トイレとかユニットバスなど水回りは物流が止まってしまって、実物を見ずにインターネットで発注した設備もありました。届くまで不安はありましたけど問題なく終わりました。
どこへも遊びに行かなかったので、家のことに集中した3ヶ月間でしたね」(けいこさん)
「壁は自分たちと設計士さんたちの合計5人で1日かけて塗りました。
『ポーターズペイント』の石英が入っている、ざらっとした触感に仕上がる塗料を使っていて、玄関と廊下はグレーがかったベージュに、その他の主な部分は白っぽく塗り分けています。
こだわったのは収納です。趣味のアウトドア用品がたくさんあるので、『ここには○○を入れたいから、このくらいの大きさにしてください』という要求にも細かく対応してもらって、本当にお世話にありました。
その甲斐あって、すごく快適に暮らせています」(邦夫さん)
残念なこと、気になるところ
電車の騒音「想像以上にうるさいんです。窓を閉めれば気にならないんですが、朝早くから夜遅くまで電車が走っているので窓を開けたい季節は音が気になります」(けいこさん)
ベランダが狭くて、古いから心配「ベランダが古びていて不安なこともあり、上にタイルを被せて隠しています。
工事している時にベランダのコンクリートにクラックがあるのが見つかったので埋めてもらったんですけど、地震があったら怖いですよね」(邦夫さん)
玄関を広くしたかった「もうちょっと土間を広く取りたかったんですが、玄関の横にトイレがあって移動できなくて……。
本当はもう少し明るくて、広い感じにしたかったんです」(けいこさん)
お気に入りのアイテム
リビングの鏡リビングのチェストの上に置いた、大きな鏡が邦夫さんのお気に入りのアイテムです。
「千葉県・佐原市に攻防がある『icca』さんで買いました。ここに置くと鏡に川が映って、部屋の中に川があるように見えるんです」(邦夫さん)
チェストは北海道の「交点」のもの。はさみなど、細々したものを収納するのに便利だそうです。
千亀利(ちきり)タオル邦夫さんのお気に入りアイテム・その2は、「千亀利織」のタオル。
伸縮性があって、とっても柔らかい!
「吸収性も良くて使いやすいので、うちではこのタオルしか使っていません。バスタオル4枚、フェイスタオルサイズ7〜8枚を使っています」(邦夫さん)
洗面所のタイルけいこさんが真っ先に「お気に入りです!」と紹介してくださったのが、洗面所のタイル。

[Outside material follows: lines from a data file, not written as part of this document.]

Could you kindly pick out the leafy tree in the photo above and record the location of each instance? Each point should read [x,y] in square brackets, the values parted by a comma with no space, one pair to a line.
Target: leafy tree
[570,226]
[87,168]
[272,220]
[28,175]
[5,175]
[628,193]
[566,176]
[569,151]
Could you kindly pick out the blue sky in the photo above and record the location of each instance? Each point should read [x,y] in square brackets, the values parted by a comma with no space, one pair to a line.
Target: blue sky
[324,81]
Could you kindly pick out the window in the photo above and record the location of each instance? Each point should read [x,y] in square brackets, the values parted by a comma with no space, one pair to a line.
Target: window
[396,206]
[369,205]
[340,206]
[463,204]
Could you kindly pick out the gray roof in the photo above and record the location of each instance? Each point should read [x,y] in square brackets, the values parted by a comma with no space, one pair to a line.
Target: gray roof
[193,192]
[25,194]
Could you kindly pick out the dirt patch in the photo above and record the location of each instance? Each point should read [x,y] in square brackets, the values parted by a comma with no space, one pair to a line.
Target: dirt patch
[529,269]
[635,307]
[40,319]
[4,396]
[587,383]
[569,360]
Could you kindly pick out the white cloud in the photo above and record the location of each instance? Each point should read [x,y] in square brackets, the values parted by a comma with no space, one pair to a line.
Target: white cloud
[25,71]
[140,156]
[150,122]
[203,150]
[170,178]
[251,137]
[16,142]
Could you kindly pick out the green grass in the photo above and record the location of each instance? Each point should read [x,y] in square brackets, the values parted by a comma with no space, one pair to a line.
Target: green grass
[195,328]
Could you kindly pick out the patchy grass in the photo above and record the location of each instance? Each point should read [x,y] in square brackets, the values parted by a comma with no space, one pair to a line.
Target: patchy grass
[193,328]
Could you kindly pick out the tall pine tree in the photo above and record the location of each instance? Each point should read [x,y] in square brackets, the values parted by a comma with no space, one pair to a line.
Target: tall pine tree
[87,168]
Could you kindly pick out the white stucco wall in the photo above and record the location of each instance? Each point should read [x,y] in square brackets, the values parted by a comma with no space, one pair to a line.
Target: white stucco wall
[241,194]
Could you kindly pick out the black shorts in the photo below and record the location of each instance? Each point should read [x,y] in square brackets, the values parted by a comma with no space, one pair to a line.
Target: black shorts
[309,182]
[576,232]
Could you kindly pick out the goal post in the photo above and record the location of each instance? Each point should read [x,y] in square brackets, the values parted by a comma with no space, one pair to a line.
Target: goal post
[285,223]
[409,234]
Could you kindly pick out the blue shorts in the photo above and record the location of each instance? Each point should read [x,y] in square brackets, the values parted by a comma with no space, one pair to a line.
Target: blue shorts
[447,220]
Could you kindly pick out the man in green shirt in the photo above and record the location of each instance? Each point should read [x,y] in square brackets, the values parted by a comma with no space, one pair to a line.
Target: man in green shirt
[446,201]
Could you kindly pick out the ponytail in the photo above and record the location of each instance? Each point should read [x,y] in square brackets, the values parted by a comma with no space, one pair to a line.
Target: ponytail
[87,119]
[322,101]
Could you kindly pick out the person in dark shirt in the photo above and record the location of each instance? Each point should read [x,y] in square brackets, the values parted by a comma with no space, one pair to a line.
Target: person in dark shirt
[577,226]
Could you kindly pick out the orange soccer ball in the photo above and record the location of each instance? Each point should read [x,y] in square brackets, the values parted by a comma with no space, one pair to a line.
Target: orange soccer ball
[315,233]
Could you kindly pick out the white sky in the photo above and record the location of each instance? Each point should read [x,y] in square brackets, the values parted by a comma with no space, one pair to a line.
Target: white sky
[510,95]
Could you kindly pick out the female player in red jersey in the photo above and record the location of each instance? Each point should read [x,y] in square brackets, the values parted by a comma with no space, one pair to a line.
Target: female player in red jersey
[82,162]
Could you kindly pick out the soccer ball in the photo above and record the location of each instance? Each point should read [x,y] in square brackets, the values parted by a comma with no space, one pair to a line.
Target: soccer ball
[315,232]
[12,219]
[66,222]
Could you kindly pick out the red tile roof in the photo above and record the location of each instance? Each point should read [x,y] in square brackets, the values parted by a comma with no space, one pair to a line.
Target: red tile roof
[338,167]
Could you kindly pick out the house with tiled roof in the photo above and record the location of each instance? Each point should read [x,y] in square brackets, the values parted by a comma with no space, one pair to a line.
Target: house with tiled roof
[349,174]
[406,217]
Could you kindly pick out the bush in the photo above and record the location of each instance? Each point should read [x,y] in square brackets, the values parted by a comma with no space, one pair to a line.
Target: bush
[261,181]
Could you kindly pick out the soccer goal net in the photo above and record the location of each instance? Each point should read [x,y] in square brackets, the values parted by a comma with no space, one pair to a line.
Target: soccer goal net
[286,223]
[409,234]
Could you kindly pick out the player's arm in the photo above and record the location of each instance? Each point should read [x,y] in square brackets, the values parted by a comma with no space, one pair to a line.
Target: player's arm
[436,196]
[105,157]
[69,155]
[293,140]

これは、お気に入りのレストランで使われていたのと同じもの。
「このタイルをどうしても使いたくて、洗面所に入れました。
設計士さんの提案で、洗面所の正面ではなくサイドに貼りました。さすがですよね!」(けいこさん)
福岡のアンティーク屋さんで買った照明実はけいこさん、「わたしの部屋」にも愛用中の照明を投稿してくださいました。
「今使っているのとは別のデザインの照明が欲しかったんですが先約が入っていてご縁がなかったので、お店の方にそれと似ているものを紹介してもらって買いました。
ボリュームがあるので、この部屋と相性が良くて気に入っています」(けいこさん)
ちなみに、インスタグラム(@zembkity)で、ご自宅のインテリアなどを紹介されています。リノベーションや収納術など、参考になる情報満載ですので、ご興味ある方は、是非チェックしてみてくださいね。
旅先や骨董市などで、少しずつ買い集めた食器食器もお好きなけいこさん。
キッチンの棚には骨董市や旅行先で買い集めたという器がたくさん並んでいました。
「このなます皿は、ほとんど新井薬師の骨董市で買いました。
鍋の取り皿にしたり、煮魚を入れたり。普段使いできるし、雰囲気があってどれもお気に入りです」(けいこさん)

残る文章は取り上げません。